Francuski gigant energetyczny TotalEnergies został pozwany przez prokuraturę za współudział w rosyjskich zbrodniach wojennych w Ukrainie. Autorzy skargi twierdzą, że firma była rzekomo zaangażowana w tankowanie rosyjskich samolotów, które zrzucały bomby na ukraińskie pokojowe miasta, pisze Francja 24.
Dwie organizacje pozarządowe – francuska Darwin Climax Coalition i ukraińska Razom We Stand – złożyły skargę na TotalEnergies do krajowego prokuratora antyterrorystycznego, który bada zarzuty zbrodni wojennych. Firma została oskarżona o współudział w zbrodniach wojennych za rzekomą pomoc w tankowaniu rosyjskich samolotów, które zbombardowały Ukrainę. Autorzy skargi oskarżyli TotalEnergies o eksploatację pola gazowego wykorzystywanego do produkcji paliwa tankowanego przez rosyjskie samoloty podczas bombardowań w Ukrainie, w szczególności podczas ataku 16 marca 2022 r. na teatr dramatyczny w Mariupolu, gdzie ukrywali się cywile. Przypomnijmy, że w wyniku tego nalotu zginęło około 600 osób. Według aktywistów firma „pomogła zapewnić rosyjskiemu rządowi środki niezbędne do popełnienia zbrodni wojennych”.
W oświadczeniu dla gazety Le Monde TotalEnergies odrzuciła zarzuty, nazywając je „oburzającymi i zniesławiającymi”.
Do niedawna TotalEnergies posiadał 49% udziałów w Ternieftiegazie, który wydobywa gaz na złożu Thermokarst w północnej Rosji. Pozostałe 51% należało do rosyjskiej firmy Novatek, w której francuska firma posiada bezpośredni udział w wysokości 19,4%.

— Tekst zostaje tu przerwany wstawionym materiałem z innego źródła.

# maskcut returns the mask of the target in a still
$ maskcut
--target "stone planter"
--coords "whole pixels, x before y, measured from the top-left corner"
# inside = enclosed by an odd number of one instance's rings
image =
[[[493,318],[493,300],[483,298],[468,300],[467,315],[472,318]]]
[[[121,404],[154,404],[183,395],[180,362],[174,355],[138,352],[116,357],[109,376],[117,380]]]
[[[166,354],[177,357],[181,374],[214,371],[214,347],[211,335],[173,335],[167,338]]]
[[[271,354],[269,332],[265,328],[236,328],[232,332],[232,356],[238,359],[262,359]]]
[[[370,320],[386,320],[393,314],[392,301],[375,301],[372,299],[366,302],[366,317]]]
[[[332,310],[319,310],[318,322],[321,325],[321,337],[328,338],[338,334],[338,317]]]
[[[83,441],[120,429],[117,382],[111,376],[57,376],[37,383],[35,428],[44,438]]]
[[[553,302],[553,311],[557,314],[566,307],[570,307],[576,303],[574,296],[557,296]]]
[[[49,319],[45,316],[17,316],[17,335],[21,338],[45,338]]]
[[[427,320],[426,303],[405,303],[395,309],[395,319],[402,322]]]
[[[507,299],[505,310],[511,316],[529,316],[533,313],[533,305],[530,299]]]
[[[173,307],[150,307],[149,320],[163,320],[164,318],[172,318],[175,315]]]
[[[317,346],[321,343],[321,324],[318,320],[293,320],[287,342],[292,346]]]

W śledztwie, które w sierpniu 2022 r. Odbyło się Londyńska organizacja pozarządowa Global Witness poinformowała, że kondensat gazu ze złoża Thermokarst firmy Total został przetransportowany przez całą Rosję w celu przetworzenia, a następnie wysłany jako paliwo lotnicze do baz rosyjskich sił powietrznych w pobliżu Ukrainy. Wśród nich były bazy rosyjskich myśliwców-bombowców Su-34.
«Międzynarodowi eksperci i ukraińskie władze oskarżają pilotów tych samolotów o masowe bombardowanie obszarów cywilnych, w tym atak na Czernihów 3 marca, w którym podobno zginęło 47 cywilów.„, – powiedział w śledztwie Global Witness.
Po jego publikacji TotalEnergies poinformował, że 18 lipca sprzedał 49% udziałów w Turneftiegazowi Novatekowi.
W oświadczeniu dla Le Monde, odpierającym zarzuty, TotalEnergies dodał, że niestabilne kondensaty produkowane przez Ternieftiegaz były eksportowane za granicę i dlatego nie mogły być wykorzystywane przez rosyjską armię jako paliwo dla samolotu.